Álcool, drogas e direção na Irlanda
Diferente do Brasil, a Irlanda tem um limite legal de álcool — mas para quem está de learner permit ele é tão baixo que a regra prática é a mesma: bebeu, não dirige. A prova cobra pouco os números e muito os efeitos do álcool no corpo.
Resumo para a prova
- Limite geral: 50 mg de álcool por 100 ml de sangue (carta full)
- Limite reduzido: 20 mg/100 ml para learner permit, novice (2 primeiros anos) e motoristas profissionais
- A Garda pode parar e testar sem suspeita (Mandatory Intoxicant Testing) — recusar o teste é crime
- Teste de drogas por saliva (oral fluid): cannabis, cocaína, opiáceos e benzodiazepínicos
- Álcool aumenta a confiança e atrasa a reação — combinação favorita da prova
- Manhã seguinte: você ainda pode estar acima do limite; café e banho frio não aceleram nada
Os limites: 50 para full, 20 para o resto
O limite geral na Irlanda é 50 mg de álcool por 100 ml de sangue, e vale para o motorista comum com carta full driving licence. Para learner permit, novice drivers (os dois primeiros anos após tirar a carta) e motoristas profissionais, o limite cai para 20 mg/100 ml — tão pouco que uma única bebida já pode ultrapassá-lo. Na prática: se você vai dirigir, não beba nada.
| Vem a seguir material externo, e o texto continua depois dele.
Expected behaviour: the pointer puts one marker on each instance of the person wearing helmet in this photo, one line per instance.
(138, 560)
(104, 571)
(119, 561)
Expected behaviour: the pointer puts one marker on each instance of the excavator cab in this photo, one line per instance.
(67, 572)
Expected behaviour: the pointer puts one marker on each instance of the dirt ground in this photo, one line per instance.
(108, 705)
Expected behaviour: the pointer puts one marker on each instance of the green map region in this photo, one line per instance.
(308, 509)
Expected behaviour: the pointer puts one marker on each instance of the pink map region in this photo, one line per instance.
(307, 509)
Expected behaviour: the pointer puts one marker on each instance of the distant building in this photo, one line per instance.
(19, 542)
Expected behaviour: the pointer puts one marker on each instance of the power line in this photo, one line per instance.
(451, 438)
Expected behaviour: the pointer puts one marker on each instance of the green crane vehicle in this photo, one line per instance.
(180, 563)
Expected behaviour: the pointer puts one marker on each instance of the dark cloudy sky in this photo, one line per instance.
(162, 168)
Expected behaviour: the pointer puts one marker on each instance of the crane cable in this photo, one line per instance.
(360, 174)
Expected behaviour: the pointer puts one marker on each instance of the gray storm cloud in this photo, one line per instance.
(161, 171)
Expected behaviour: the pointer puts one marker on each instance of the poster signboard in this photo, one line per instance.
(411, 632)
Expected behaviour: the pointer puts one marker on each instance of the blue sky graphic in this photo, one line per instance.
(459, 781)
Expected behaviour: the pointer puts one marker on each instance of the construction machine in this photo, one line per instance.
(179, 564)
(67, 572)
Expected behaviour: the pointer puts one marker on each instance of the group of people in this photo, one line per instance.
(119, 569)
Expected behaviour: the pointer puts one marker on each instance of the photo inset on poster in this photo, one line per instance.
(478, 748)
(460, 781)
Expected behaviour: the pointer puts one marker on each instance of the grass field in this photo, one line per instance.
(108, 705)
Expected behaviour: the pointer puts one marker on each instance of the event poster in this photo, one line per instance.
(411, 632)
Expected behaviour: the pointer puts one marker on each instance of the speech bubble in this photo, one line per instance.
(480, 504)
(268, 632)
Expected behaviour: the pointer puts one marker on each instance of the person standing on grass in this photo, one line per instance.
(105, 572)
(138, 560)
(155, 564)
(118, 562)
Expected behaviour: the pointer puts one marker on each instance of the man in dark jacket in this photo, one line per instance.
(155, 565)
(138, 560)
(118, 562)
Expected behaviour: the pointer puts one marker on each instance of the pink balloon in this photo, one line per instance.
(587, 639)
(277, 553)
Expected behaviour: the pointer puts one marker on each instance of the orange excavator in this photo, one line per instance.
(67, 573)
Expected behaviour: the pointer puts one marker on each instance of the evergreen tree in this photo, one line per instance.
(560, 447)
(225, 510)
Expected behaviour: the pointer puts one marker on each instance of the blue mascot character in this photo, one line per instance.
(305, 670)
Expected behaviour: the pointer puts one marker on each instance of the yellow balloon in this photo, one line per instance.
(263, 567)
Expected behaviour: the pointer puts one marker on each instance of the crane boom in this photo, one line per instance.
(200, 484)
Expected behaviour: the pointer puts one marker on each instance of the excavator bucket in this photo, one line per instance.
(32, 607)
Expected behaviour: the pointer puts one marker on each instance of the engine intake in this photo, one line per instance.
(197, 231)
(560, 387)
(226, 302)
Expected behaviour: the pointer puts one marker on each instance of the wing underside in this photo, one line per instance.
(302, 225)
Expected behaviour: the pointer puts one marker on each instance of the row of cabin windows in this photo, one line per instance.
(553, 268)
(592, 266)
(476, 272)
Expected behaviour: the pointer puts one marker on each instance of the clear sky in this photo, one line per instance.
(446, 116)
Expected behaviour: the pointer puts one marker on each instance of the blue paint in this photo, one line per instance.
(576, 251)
Para o brasileiro, a comparação ajuda a gravar: no Brasil a lei seca é tolerância zero; na Irlanda existe limite legal — mas o limite de 20 mg do learner funciona, na vida real, igual à regra brasileira. Como quem faz o theory test vai dirigir de learner permit, a resposta segura em qualquer cenário da prova é não beber e dirigir.
Checkpoints e o teste que você não pode recusar
A Garda monta checkpoints de Mandatory Intoxicant Testing: pode parar qualquer motorista e exigir o teste sem precisar de suspeita nenhuma — não é preciso estar dirigindo mal nem cheirar a álcool. E atenção ao detalhe que a prova adora: recusar o teste é crime, com consequências equivalentes às de ser pego acima do limite.
Além do bafômetro, existe o teste de drogas na estrada por saliva (oral fluid test), que detecta cannabis, cocaína, opiáceos e benzodiazepínicos. Dirigir sob efeito de drogas é tratado com o mesmo rigor do álcool.
Penalidades
As penalidades por drink driving escalam conforme o nível de álcool e a reincidência: vão de multa e suspensão administrativa até disqualification (desqualificação da carta) e prisão nos casos mais graves. Os valores e prazos exatos estão em tabela oficial — para a prova, o que importa é saber que a escala existe e que ela endurece rápido. O sistema de pontos também entra em cena para outras infrações: veja o guia de pontos de penalidade.
A manhã seguinte e o mito do café
O corpo elimina o álcool devagar, num ritmo que você não controla. Depois de uma noite de bebida, é perfeitamente possível ainda estar acima do limite na manhã seguinte — o famoso morning after. Café, banho frio, ar fresco: nada disso acelera a eliminação. Se a questão oferecer alguma dessas "soluções", é pegadinha; a única coisa que remove o álcool do organismo é tempo.
O que o álcool faz com você ao volante
É aqui que a prova concentra as questões. O álcool atrasa o tempo de reação (slows reaction time), prejudica o julgamento de distância e velocidade, atrapalha a coordenação — e, o mais traiçoeiro, aumenta a autoconfiança (increases confidence): você se acha melhor do que está. Motorista alcoolizado não percebe que está pior; percebe-se ótimo. Esse pacote de efeitos é o mesmo raciocínio de percepção de risco cobrado em Managing Risk.
Medicamentos também contam
Alguns remédios — inclusive de venda livre na farmácia — causam sonolência e afetam a direção. A resposta padrão da prova: na dúvida sobre um medicamento, pergunte ao médico ou farmacêutico antes de dirigir. "Li a bula e achei que dava" não é a alternativa certa.
Como isso cai na prova
- Efeitos do álcool: "How does alcohol affect a driver?" → as alternativas com increases confidence e slows reaction costumam ser as certas;
- Manhã seguinte: cenário de festa na véspera → você pode ainda estar acima do limite; café não resolve;
- Checkpoint: a Garda precisa de suspeita para testar? → não; e recusar o teste é crime;
- Medicamento que dá sono: o que fazer? → consultar médico ou farmacêutico.